Rigorous (data-driven) Lasso — the hdm port

statspai.rlasso is a faithful Python port of the R hdm package (Chernozhukov, Hansen & Spindler, The R Journal 8(2), 2016): rigorous Lasso with a data-driven, theory-justified penalty (no cross-validation), post-double-selection treatment-effect inference, and optimal-instrument IV. Every surface is pinned to hdm numerically — see the rigorous-Lasso guide for the full hdm ↔ StatsPAI map and parity tables.

Entry points

import statspai as sp

# 1. Rigorous (post-)Lasso — hdm::rlasso
fit = sp.rlasso(X, y, post=True)          # data-driven penalty, post-Lasso refit
fit.n_selected                            # size of the selected support
fit.beta, fit.lambda0, fit.sigma          # coefficients, penalty level, residual scale
fit.predict(X)                            # fitted / out-of-sample predictions

# 2. Effect of d after selecting controls — hdm::rlassoEffect(s)
res = sp.rlasso_effect(X, y, d, method="partialling out")   # or "double selection"
res.alpha, res.se, res.pvalue, res.conf_int()
out = sp.rlasso_effects(X, y, index=[0, 1])                 # several targets at once

# 3. IV with rigorous selection — hdm::rlassoIV
res = sp.rlasso_iv(y="y", d="d", z=z_cols, x=x_cols, data=df,
                   select_Z=True, select_X=False)
res.coef, res.se

# 4. Logistic rigorous Lasso — hdm::rlassologit
fit = sp.rlassologit(X, y, post=True)     # binary y
fit.predict(X, type="response")           # probabilities ("link" = log-odds)

The data-driven penalty

Unlike a cross-validated Lasso, the penalty is fixed by theory, which is what gives the post-selection estimators their inference guarantees:

\[\lambda_0 = 2\,c\,\sqrt{n}\,\Phi^{-1}\!\Big(1-\tfrac{\gamma}{2p}\Big), \qquad c = 1.1,\quad \gamma = 0.1/\log n,\]
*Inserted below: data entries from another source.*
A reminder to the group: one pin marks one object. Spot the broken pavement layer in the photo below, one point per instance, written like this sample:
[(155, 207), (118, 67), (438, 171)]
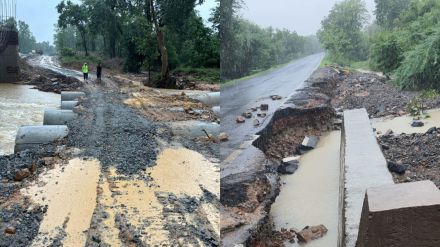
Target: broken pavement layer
[(307, 112), (250, 182)]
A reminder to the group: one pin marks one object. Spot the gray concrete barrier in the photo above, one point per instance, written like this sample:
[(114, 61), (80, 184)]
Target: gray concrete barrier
[(363, 166), (71, 96), (216, 110), (68, 105), (401, 215), (58, 117), (210, 99), (30, 136)]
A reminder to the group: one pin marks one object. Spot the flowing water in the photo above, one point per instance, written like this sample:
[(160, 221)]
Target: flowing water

with per-coefficient, heteroskedasticity-robust loadings refined by iteration. Tune via the penalty / control dicts, mirroring hdm:

sp.rlasso(X, y, penalty={"c": 1.1, "gamma": 0.05, "homoscedastic": False})
sp.rlasso(X, y, post=False)               # plain Lasso (c defaults to 0.5)

As a Double-ML nuisance learner

The rigorous Lasso is the theory-correct sparse plug-in for DML (the rate conditions are stated for a plug-in, not a CV-tuned, penalty). It wires directly into sp.dml:

r = sp.dml(df, y="y", treat="d", covariates=x_cols,
           model="plr", ml_g="rlasso", ml_m="rlasso", n_folds=5)

sp.RlassoRegressor / sp.RlassologitClassifier are scikit-learn-compatible and clone-safe across cross-fitting folds.

Numerical parity with hdm

Pinned against hdm 0.3.2 in tests/reference_parity/test_rlasso_parity.py, test_rlassologit_parity.py, and test_rlasso_vignette_parity.py (29 tests):

Surface Agreement with hdm
rlasso coefficients / λ₀ / loadings / residuals ~1e-13; selected support exact
rlasso_effect / rlasso_effects (α, SE) ~1e-14
rlasso_iv eminent domain, select_Z (BCH 2012) coef 0.2274, SE 0.2466 (~1e-9)
rlassologit selected support / post refit support exact; post ~1e-9
hdm vignette: Growth, AJR, cps2012 published worked-example coefficients pinned to atol=1e-6

References

  • Chernozhukov, V., Hansen, C. & Spindler, M. (2016). hdm: High-Dimensional Metrics. The R Journal, 8(2), 185–199. doi 10.32614/RJ-2016-040.
  • Belloni, A., Chen, D., Chernozhukov, V. & Hansen, C. (2012). Sparse Models and Methods for Optimal Instruments With an Application to Eminent Domain. Econometrica, 80(6), 2369–2429. doi 10.3982/ECTA9626.
  • Belloni, A., Chernozhukov, V. & Hansen, C. (2014). Inference on Treatment Effects after Selection among High-Dimensional Controls. The Review of Economic Studies, 81(2), 608–650. doi 10.1093/restud/rdt044.